Le jardinier

Dire qu’il aimait son jardin, c’est minimiser sa passion. Dire qu’il était un jardinier fou, c’est marcher sur ses plantations. La seule chose que je pourrais vous dire, c’est d’aller le voir dans son potager.

– Reste où tu es, ne bouge pas sinon tu vas envoyer des vibrations et retarder le départ de mon régiment de petits pois qui va se mettre en route, car l’arrosage que j’ai fait il y a un quart d’heure doit les avoir réveillés. Tu entends ?

– Non, je n’entends rien.

Il se coucha en plaçant son oreille contre la terre fraîchement travaillée.

– Fais-en autant – Ce que je fis.

– Maintenant, tu entends ? Ils battent du tambour contre leurs parois. Respire doucement, écoute bien. Là, ils vont taper jusqu’à déchirer les membranes. Le rock à côté, c’est de la gnôle d’alouette. T’as à peine le temps d’en avoir l’odeur que c’est déjà évaporé. Mais là mon gars, ça cogne et ça résiste, ça cogne et ça insiste et ça cogne et ça craque. Ça y est, ouah la vache ! ça, c’est du petit pois de première ! C’est parti, un bout vers le bas, un bout vers le haut. Maintenant il faut attendre car il leur faut un moment pour se remettre. Tu parles d’un boulot ! Si tu veux entendre la suite, reviens demain après-midi, avec un peu de soleil, ça aide et c’est plus clair.

Sur le chemin du retour, moi qui n’ai rien entendu, je me demande ce qu’en pensent les petits pois. En fait, ils se marrent. Oui c’est ça, ils se marrent. Je ne voulais pas y revenir. Imaginez : passer une heure couché, l’oreille plaquée contre la terre fraîchement agitée, à écouter le vide avec autour, des jardiniers, seuls ou en famille, qui vous regardent du coin de l’œil.

– Avance lentement, ça barde en-dessous.

On se couche sur le même emplacement que la veille.

– Ils sont partis de bonne heure. La troupe avance avec au moins un centimètre de racines et presque autant de bras. Tu peux y aller, avec le sol que je leur ai préparé, ça ne peut que rouler, pas un caillou, tout trié à la main.

Écoute bien. Regarde-moi ces tiges qui montent. Oh, de temps en temps, elles rencontrent un obstacle ; c’est les coups et les petits craquements. Tiens là… et encore là, tu vois.

Par contre les racines, ça passe avec plus de souplesse. Elle s’en fichent de rentrer droit. Ce qu’elles veulent, c’est du casse-croûte, un point c’est tout.  Leur son est plus doux, comme un frottement de papier de verre sur du bois. Écoute, c’est par dessous le reste, plus grave, comme un tapis sonore sur lequel la tige pousse vers la lumière.

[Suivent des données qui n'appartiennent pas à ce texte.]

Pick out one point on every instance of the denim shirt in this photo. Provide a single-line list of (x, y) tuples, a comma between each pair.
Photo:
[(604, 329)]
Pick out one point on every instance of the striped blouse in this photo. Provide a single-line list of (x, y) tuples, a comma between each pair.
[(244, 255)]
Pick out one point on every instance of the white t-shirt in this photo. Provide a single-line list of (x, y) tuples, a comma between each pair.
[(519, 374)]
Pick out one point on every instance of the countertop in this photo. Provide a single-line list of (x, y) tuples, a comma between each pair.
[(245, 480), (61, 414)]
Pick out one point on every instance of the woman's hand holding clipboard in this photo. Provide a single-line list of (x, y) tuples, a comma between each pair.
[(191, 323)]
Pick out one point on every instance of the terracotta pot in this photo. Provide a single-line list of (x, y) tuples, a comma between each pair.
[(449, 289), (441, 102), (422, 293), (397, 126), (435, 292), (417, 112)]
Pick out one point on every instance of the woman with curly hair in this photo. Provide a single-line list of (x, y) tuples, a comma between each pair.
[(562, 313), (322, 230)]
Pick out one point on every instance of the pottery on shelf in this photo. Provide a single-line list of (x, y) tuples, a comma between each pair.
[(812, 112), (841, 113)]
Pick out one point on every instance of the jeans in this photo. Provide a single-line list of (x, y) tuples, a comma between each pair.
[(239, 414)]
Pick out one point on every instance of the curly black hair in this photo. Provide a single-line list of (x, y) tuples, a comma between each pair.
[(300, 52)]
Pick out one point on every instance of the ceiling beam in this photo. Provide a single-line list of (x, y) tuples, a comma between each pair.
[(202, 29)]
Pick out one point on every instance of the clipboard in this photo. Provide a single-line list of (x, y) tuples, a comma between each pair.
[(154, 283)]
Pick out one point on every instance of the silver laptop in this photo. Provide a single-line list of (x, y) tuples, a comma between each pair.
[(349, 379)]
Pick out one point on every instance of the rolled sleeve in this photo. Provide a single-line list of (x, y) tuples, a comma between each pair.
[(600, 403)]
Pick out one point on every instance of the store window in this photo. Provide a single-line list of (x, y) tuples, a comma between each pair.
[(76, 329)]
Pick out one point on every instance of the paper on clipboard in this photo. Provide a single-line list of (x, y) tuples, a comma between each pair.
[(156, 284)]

Cette année ils sont pressés, ces petits pois. Des stars qui veulent frimer au soleil. Faut dire que je les ai bien choisis, bien gras, bien ronds, bien verts, de premier choix mon gars…

Merde ! Écoute ça, nom de Dieu de nom de Dieu, que je la repère, cette garce qui troue à fond les manettes pour me les avaler. Mais c’est pas possible, elle est en train de m’en boulotter un, tu entends les craquements ? Elle doit avoir la dalle, car elle tire sur la tige et les racines, tout y passe. Bouge pas, je vais aller l’aider moi, cette fouineuse de mes deux.

Il partit en souplesse pour ne pas effrayer le reste de sa tribu et revint avec un ustensile genre tranchant à asperges. Il reposa son oreille en glissant au-dessus du sol comme un reptile. D’un coup il planta son appareil et le retira tout aussi vite avec au bout, l’air surpris – on le serait à moins – notre larve la bouche pleine.

– Et crac, mon lascar ! Finie l’orgie dans mon garde-manger. Et voilà le boulot mon coco, t’as vu ? Faut pas jouer au plus malin avec moi, j’ai les esgourdes dans la terre comme un furet. Bon, un peu d’eau sur les petits pois pour leur faire oublier ce stress. Et que les terroristes se tiennent à carreau car le père Polo veille sur le magot !

Je l’ai salué bien bas comme si j’étais persuadé à cet instant qu’il ne fallait pas le contrarier et je suis revenu sur mes pas en effaçant toutes mes traces, pour être sûr de ne plus jamais retrouver le chemin qui mène à ce potager. Mais de temps en temps, tout au long du retour, je me retournai et regardai au-dessus de moi pour vérifier si une oreille immense n’était pas en train de m’écouter marcher.